Many of the tests will be derived directly from the model. The importance of this aspect can't be underestimated, as the operational environment – the speeding, vibrating ISS – is at odds with the telescope's chief requirement: stability.

Cosmic-scale coding

As Dr Sievers explains: "We have to keep our camera on a planet or star for many minutes to get a good picture. This means that the camera needs to keep a lock on that target to within a fraction of a camera pixel so that we don't get a blurry image. We use star trackers, gyros, and GPS to make sure we are pointing to the right place, and a 'Fine Guidance Camera' measures our position jitter due to vibration. We compare the image centers to each other to see how much jitter there is and then send controls to a small, fast mirror to null the jitter."

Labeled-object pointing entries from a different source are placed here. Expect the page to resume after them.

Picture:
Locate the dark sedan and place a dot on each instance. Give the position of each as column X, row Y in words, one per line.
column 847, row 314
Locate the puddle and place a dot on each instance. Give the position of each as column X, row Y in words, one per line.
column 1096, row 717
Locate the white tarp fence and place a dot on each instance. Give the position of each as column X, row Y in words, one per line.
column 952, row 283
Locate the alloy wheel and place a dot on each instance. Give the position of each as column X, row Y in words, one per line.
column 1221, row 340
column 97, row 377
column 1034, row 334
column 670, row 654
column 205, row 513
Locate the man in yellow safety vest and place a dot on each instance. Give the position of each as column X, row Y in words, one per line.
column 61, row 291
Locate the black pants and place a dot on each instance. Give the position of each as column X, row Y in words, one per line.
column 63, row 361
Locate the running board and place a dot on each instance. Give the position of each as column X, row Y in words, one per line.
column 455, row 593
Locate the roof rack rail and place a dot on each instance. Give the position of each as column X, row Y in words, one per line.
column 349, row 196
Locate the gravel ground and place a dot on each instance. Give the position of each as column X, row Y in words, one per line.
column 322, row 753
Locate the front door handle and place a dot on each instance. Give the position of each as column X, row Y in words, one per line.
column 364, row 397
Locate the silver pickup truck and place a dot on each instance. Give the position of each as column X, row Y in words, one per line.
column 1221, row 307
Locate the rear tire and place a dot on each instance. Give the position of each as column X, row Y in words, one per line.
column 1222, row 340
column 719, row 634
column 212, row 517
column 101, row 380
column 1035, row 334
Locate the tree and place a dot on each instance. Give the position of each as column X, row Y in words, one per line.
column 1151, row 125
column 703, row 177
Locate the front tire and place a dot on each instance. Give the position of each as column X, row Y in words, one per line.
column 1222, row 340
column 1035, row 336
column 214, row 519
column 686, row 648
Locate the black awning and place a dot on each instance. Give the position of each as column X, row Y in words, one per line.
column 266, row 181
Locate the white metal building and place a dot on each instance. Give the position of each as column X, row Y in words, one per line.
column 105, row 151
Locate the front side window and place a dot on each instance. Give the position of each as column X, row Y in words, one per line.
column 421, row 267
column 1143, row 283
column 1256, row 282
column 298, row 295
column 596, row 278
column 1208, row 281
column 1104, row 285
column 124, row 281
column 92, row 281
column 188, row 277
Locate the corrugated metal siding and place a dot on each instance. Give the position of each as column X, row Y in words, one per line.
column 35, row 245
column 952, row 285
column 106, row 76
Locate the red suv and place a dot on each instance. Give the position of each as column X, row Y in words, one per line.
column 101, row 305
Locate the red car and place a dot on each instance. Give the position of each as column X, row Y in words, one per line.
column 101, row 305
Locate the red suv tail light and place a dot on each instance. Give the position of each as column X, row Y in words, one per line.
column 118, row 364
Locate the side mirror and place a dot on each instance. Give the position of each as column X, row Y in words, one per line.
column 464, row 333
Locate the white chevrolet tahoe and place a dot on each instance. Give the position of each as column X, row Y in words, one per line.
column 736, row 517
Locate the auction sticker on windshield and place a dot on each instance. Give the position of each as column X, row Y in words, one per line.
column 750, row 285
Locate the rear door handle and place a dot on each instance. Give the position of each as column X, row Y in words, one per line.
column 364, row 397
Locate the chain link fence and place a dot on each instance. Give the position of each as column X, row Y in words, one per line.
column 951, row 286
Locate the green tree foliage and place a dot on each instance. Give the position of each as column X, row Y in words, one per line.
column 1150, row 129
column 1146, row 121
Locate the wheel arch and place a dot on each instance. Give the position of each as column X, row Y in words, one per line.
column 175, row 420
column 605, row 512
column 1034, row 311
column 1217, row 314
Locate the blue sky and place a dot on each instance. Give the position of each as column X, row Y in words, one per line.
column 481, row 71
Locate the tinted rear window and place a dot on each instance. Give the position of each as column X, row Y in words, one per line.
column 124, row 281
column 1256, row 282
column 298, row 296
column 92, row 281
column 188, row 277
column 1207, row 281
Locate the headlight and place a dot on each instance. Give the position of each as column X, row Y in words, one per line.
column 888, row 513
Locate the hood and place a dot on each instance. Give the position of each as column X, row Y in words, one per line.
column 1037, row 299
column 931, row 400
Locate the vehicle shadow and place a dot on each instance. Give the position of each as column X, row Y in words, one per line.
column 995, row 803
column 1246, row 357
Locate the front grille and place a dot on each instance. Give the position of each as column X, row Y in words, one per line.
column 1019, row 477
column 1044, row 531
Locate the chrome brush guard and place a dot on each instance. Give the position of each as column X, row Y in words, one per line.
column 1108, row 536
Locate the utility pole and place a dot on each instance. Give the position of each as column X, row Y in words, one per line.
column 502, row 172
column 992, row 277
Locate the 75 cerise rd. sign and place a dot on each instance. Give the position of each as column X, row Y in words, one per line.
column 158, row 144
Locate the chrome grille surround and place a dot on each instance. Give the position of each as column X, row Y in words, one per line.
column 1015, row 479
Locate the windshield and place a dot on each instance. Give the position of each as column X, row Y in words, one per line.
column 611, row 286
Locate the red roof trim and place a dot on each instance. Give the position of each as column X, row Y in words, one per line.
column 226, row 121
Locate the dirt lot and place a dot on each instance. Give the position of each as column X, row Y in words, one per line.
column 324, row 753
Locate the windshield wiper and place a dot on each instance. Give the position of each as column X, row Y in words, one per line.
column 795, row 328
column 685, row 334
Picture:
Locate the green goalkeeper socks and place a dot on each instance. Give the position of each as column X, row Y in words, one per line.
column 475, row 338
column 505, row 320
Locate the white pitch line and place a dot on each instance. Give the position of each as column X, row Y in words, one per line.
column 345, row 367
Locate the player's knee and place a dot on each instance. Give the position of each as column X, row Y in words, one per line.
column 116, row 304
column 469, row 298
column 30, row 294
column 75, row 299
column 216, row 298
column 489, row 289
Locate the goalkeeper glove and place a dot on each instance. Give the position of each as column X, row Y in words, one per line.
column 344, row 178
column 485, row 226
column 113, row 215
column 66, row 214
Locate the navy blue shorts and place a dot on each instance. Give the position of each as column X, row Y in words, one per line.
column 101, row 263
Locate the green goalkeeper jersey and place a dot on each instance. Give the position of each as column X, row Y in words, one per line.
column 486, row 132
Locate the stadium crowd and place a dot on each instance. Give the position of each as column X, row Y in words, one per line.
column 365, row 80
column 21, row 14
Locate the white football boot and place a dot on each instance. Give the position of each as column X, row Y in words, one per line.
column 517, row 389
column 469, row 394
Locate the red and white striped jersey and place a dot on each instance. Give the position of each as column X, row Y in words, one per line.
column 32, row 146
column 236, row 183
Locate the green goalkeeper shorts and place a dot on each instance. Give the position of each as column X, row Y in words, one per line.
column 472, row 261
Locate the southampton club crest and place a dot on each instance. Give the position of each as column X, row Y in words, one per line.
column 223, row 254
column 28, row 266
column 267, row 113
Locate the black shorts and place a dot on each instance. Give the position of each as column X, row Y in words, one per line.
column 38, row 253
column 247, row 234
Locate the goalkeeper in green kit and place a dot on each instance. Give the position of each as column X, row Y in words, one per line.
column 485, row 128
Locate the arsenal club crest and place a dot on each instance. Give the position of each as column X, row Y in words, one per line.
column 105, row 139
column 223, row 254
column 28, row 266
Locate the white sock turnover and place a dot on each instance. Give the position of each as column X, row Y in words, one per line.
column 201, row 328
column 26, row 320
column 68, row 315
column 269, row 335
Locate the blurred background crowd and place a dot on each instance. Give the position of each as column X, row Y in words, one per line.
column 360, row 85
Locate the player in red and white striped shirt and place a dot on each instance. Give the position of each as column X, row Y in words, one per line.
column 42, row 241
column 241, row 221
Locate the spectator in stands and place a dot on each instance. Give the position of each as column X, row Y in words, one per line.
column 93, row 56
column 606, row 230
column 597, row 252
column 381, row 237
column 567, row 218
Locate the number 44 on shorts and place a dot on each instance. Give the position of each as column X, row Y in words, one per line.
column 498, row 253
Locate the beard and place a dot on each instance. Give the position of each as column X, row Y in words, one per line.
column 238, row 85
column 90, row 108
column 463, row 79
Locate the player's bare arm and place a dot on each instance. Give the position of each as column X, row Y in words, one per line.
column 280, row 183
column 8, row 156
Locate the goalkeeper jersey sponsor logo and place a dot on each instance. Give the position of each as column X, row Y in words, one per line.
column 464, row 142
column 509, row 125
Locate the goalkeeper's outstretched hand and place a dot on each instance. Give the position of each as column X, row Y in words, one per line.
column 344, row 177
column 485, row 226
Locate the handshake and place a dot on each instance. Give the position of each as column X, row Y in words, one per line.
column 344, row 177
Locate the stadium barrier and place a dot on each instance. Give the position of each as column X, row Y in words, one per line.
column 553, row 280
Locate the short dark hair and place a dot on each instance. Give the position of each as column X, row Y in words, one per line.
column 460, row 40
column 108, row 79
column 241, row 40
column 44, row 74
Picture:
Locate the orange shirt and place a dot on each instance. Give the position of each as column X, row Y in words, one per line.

With such precise requirements, the unit tests, driven from a SysML design, must prove that the system is entirely bug-free before it's shipped to the edge of space for our robotic overlords to assemble.

The design itself is validated as it's drafted up. The use cases and SysML models are developed hierarchically, and each level of the model is validated with the level above it to make sure it's complete and consistent.

OpTIIX is exciting because if the "adaptive optics" experiment is successful, it'll pave the way for much larger, free-flying telescopes in the future. While it's chiefly an experiment and a precursor to a new age of agile astronomy, OpTIIX will also be put to good use during its service lifetime, performing real science while bolted onto the rumbling ISS.

Dr Sievers added: "We will do real science with this telescope. The goal is to prove that it works well enough that we can do a free-flying and larger version some day." ®

Matt Stephens is an IT consultant in Central London. He co-authored Design Driven Testing: Test Smarter, Not Harder and founded Fingerpress Travel, a crowdsourced travel guide.